Indeed, the deepest shortfall in housing is for families earning 50% of the regional median income or less, for whom 1.5 million more units are needed. (The applicable median income for a family of four in Los Angeles County is $64,800, and in San Francisco County $115,300.) But the shortages are creeping ever higher on the income scale. In 2016, according to the 2018 housing assessment of the California Department of Housing and Community Development, the state faced a shortfall of more than a million units for households earning between 50% and 120% of the median wage; only for households earning 120% of the median or more was there even a modest surplus.
Subsidies and voucher programs exist to help low-income families spending more than 30% of their income on housing. But those programs are oversubscribed, and unlikely ever to be fully funded; providing housing assistance to all low-income Californians who don’t get it now would cost tens of billions of dollars, according to the state legislative analyst, making it the largest state expenditure outside of education.
The Legislature and Gov. Jerry Brown took major steps last year to address the crisis, enacting a package of 15 bills that streamlined the permitting and environmental review process for new housing, gave developers more incentives for projects that include units for low-income residents, and took some authority away from local communities that hadn’t met housing demand yet still were blocking new developments.

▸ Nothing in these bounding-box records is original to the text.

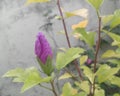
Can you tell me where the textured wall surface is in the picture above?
[0,0,120,96]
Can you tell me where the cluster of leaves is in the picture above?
[3,0,120,96]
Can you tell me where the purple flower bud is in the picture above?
[35,32,53,64]
[86,58,93,65]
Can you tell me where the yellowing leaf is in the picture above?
[59,73,72,80]
[65,8,88,18]
[26,0,50,4]
[72,20,88,30]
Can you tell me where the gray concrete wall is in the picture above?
[0,0,120,96]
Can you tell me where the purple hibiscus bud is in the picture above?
[35,32,53,64]
[86,58,93,65]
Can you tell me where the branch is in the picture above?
[57,0,83,80]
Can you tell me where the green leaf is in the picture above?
[113,93,120,96]
[103,30,120,47]
[109,76,120,87]
[37,56,54,76]
[59,73,72,80]
[74,28,96,47]
[3,68,27,82]
[3,67,52,93]
[81,66,95,84]
[75,81,90,94]
[56,48,84,70]
[96,64,120,83]
[108,59,120,67]
[80,55,88,65]
[26,0,50,4]
[80,55,88,65]
[102,50,120,58]
[62,83,78,96]
[110,9,120,29]
[95,88,105,96]
[102,15,113,25]
[21,72,52,93]
[65,8,88,18]
[87,0,103,10]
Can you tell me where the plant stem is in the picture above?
[94,17,101,73]
[39,84,52,91]
[92,14,101,96]
[50,81,57,96]
[57,0,71,48]
[57,0,83,80]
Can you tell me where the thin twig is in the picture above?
[50,81,57,96]
[92,14,101,96]
[94,17,101,73]
[57,0,83,80]
[39,84,52,91]
[57,0,71,48]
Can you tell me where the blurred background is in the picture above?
[0,0,120,96]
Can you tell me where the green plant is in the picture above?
[3,0,120,96]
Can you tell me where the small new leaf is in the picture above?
[96,64,120,83]
[59,73,72,80]
[87,0,103,11]
[56,48,84,70]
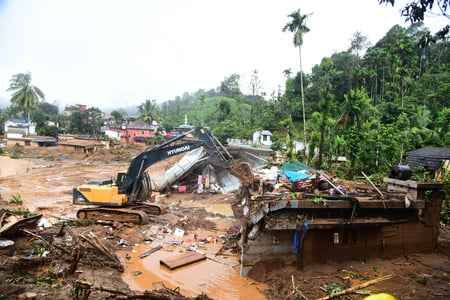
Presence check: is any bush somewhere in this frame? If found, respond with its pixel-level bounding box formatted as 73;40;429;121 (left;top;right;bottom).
9;193;23;205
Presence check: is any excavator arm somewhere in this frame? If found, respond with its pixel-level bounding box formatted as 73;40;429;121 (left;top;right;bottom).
74;128;232;206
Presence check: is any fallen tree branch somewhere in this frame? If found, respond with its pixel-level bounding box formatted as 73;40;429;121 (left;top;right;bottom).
79;232;124;272
291;275;308;300
21;229;72;255
318;274;394;300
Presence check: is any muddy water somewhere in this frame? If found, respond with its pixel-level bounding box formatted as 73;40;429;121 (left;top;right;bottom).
120;244;265;300
205;203;234;217
0;156;31;177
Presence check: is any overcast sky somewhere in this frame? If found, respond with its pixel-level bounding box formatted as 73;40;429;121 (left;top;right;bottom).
0;0;445;108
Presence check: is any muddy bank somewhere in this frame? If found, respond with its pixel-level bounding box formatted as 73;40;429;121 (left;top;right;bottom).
121;244;265;300
0;156;33;178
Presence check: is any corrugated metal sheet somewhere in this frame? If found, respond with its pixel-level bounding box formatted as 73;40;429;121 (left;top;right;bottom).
406;147;450;170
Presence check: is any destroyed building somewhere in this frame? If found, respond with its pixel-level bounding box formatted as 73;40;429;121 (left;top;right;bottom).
238;166;444;276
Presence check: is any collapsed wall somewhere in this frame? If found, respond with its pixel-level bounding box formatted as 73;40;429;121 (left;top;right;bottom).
240;179;444;276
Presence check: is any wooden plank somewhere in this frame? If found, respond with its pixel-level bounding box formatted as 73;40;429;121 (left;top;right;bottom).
159;252;206;270
139;245;162;259
262;197;425;212
265;217;408;230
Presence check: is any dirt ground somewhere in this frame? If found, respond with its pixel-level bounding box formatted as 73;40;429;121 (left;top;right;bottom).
0;147;450;299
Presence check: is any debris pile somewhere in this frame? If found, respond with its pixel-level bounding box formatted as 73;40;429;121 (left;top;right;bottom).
235;162;443;274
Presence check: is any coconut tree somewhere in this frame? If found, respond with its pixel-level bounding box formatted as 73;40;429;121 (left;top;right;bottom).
283;9;310;154
7;73;45;121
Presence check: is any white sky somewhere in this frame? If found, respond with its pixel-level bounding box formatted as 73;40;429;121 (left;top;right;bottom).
0;0;446;108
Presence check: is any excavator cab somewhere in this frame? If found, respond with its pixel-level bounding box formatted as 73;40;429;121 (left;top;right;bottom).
73;129;232;224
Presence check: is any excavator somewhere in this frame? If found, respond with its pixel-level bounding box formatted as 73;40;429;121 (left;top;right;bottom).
73;128;239;224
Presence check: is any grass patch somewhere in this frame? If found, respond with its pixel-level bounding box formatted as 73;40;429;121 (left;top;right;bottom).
9;193;23;205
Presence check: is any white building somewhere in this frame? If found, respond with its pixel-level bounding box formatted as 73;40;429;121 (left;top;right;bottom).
105;128;120;141
253;130;272;147
5;119;36;138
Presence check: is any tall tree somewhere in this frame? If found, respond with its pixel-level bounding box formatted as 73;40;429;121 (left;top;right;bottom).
138;99;159;124
250;70;261;96
283;9;310;152
219;73;242;97
111;110;124;125
7;73;45;121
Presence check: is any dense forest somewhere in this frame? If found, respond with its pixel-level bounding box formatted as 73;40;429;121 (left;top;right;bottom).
161;23;450;175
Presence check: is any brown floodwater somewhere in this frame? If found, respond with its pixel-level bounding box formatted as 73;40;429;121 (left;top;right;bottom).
120;244;265;300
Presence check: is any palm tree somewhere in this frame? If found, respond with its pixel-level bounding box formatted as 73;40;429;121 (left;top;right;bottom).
338;88;370;129
7;73;45;122
283;9;310;154
138;100;159;124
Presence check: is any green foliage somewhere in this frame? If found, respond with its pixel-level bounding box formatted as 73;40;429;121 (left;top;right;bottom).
111;110;125;125
31;102;59;137
8;73;45;120
219;73;242;97
321;282;345;295
138;100;159;124
9;193;23;205
65;106;103;136
7;208;37;218
9;144;23;159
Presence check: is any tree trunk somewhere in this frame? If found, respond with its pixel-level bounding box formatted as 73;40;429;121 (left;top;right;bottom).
298;45;307;157
317;113;326;169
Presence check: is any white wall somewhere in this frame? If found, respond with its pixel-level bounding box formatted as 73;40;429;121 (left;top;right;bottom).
105;129;120;141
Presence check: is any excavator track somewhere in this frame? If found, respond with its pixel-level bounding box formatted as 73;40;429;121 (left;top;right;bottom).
77;207;149;225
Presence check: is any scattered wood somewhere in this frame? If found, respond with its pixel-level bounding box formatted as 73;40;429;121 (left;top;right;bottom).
319;172;345;196
139;245;162;259
361;171;386;208
318;274;394;300
21;229;71;255
67;244;81;274
0;214;42;237
160;252;206;270
79;232;124;272
291;275;308;300
72;280;92;300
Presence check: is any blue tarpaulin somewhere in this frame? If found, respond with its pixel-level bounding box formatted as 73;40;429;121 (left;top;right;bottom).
281;162;311;182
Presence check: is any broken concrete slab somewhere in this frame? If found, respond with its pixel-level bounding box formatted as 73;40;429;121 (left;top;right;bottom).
160;252;206;270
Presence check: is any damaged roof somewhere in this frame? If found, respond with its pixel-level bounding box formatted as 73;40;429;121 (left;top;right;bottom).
406;147;450;170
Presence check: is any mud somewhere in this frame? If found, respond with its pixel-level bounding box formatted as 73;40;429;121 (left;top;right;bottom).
0;156;32;178
0;149;450;299
122;244;265;300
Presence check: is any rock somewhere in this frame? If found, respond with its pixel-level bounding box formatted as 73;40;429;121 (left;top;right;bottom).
17;292;37;300
0;239;15;256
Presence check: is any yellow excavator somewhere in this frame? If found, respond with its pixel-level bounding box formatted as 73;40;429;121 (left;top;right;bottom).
73;128;233;224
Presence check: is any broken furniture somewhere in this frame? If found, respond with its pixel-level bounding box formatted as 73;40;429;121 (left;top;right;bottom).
240;178;444;275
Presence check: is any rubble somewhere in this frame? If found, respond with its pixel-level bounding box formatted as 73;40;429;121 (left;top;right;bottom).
0;144;450;299
239;159;443;275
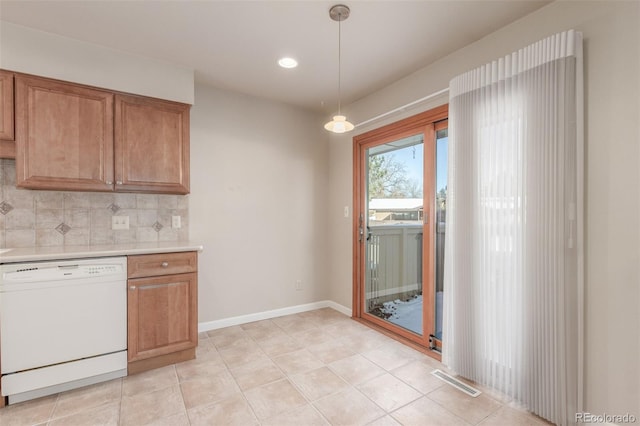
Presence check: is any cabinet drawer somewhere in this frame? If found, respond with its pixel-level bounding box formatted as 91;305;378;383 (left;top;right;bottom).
127;251;198;278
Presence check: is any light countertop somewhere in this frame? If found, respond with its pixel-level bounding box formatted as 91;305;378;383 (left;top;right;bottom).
0;241;203;264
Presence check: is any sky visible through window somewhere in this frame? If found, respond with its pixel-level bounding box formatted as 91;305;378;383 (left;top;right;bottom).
383;137;449;193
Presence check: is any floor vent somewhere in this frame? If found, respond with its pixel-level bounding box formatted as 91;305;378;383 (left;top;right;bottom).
431;370;482;398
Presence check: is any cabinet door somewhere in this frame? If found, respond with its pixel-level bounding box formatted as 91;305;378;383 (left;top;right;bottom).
115;95;190;194
0;70;16;158
15;75;113;191
127;273;198;362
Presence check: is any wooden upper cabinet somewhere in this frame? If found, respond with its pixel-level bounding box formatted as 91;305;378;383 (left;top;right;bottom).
115;95;190;194
0;70;16;158
15;75;114;191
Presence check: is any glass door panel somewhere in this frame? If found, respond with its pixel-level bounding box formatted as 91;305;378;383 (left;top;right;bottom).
433;128;449;341
364;134;429;335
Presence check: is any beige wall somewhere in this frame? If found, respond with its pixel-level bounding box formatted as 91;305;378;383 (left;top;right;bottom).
189;85;329;322
328;1;640;418
0;21;193;104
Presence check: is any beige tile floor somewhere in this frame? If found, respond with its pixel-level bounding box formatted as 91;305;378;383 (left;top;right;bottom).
0;308;548;426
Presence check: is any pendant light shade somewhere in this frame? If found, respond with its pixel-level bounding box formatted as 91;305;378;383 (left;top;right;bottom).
324;4;354;133
324;115;353;133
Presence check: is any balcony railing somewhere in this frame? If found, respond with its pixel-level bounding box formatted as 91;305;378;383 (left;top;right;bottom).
366;222;422;310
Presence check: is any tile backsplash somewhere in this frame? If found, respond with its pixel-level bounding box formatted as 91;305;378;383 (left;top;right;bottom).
0;159;189;248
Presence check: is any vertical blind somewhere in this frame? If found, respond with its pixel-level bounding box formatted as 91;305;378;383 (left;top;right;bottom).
443;31;584;424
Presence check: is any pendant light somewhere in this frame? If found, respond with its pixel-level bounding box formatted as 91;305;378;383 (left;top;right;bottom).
324;4;353;133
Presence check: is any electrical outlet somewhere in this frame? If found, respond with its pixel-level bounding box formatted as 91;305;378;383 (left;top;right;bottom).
111;216;129;229
171;216;182;229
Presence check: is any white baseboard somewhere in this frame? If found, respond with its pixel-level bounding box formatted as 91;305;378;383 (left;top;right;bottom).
198;300;351;333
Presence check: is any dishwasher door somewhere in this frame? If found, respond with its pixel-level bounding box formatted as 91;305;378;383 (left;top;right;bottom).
0;257;127;372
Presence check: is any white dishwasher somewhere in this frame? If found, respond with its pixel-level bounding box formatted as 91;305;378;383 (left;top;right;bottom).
0;257;127;404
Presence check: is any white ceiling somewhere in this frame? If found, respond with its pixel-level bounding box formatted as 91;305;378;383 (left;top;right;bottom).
0;0;549;113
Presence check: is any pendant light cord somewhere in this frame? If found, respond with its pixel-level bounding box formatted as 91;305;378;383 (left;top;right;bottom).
338;13;342;115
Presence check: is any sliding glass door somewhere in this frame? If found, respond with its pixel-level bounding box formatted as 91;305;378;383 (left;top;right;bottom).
354;105;447;349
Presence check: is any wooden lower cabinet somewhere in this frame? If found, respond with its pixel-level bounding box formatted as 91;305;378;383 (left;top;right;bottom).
127;252;198;374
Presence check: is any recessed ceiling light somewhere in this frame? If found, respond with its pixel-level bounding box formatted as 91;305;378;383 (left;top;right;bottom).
278;58;298;68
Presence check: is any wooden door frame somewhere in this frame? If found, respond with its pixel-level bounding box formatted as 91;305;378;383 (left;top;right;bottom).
352;104;449;359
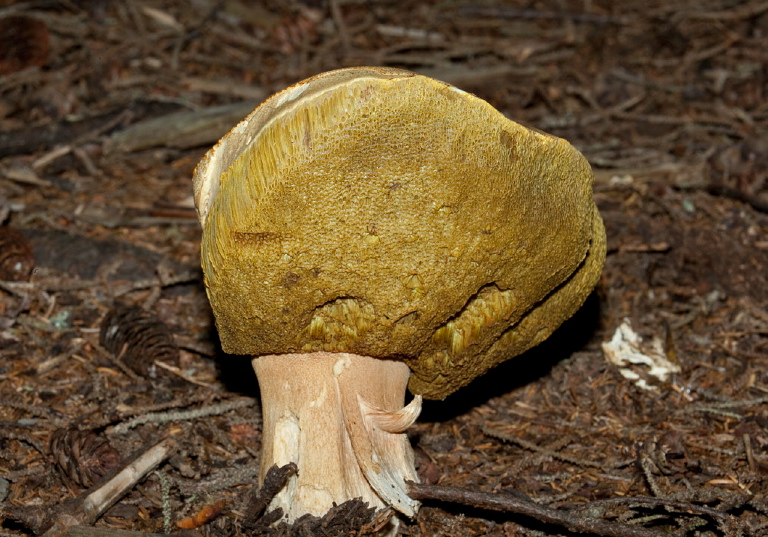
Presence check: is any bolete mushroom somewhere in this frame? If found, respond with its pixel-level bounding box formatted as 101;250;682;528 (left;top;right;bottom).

Some of these measures already seem to have borne fruit. A development firm has applied to fast-track a 2,400-unit project at a dying retail mall in Cupertino, exploiting the measure allowing builders to circumvent local approvals if they’re fulfilling unmet demand with at least half their units designated for affordable housing. Although Cupertino is the headquarters of Apple, its average home price of $1.8 million places it out of reach for the vast majority of the company’s employees.
“We’re confident that the package will result in significant inroads” in the housing shortage, says Ben Metcalf, director of the Department of Housing and Community Development. “We’re equally confident that more will be needed.”
The only real solution to the state’s housing crisis is to build more housing, including market-rate units for middle-class or even higher-income residents. It’s often supposed that loosening restrictions on market-rate housing will foment gentrification of lower-income neighborhoods, leading to forced evictions of their residents, but experts say that’s a myth.
UCLA housing expert Paavo Monkkonen and two university colleagues have found little evidence that construction of market-rate and luxury apartments has cannibalized the supply of housing for low-income families. Of the 104 Los Angeles apartment projects built between 2014 and 2016 that they examined, 26 were built on vacant or nonresidential parcels. Almost all the buildings demolished were small single-family homes, meaning that the projects resulted in a big gain in available units, more than a fifth of which were affordable housing.
“Los Angeles has not been systematically trading affordable housing units for luxury units for its wealthiest residents,” they concluded.
Wiener acknowledges that his bill may originally have defined transit corridors subject to higher-density development too loosely. His earlier amendments have strengthened controls on demolitions of existing housing and added more protection for occupants of rent-controlled units, including up to 42 months of rent if they’re displaced by new construction and the right to move into the new building at their old rent.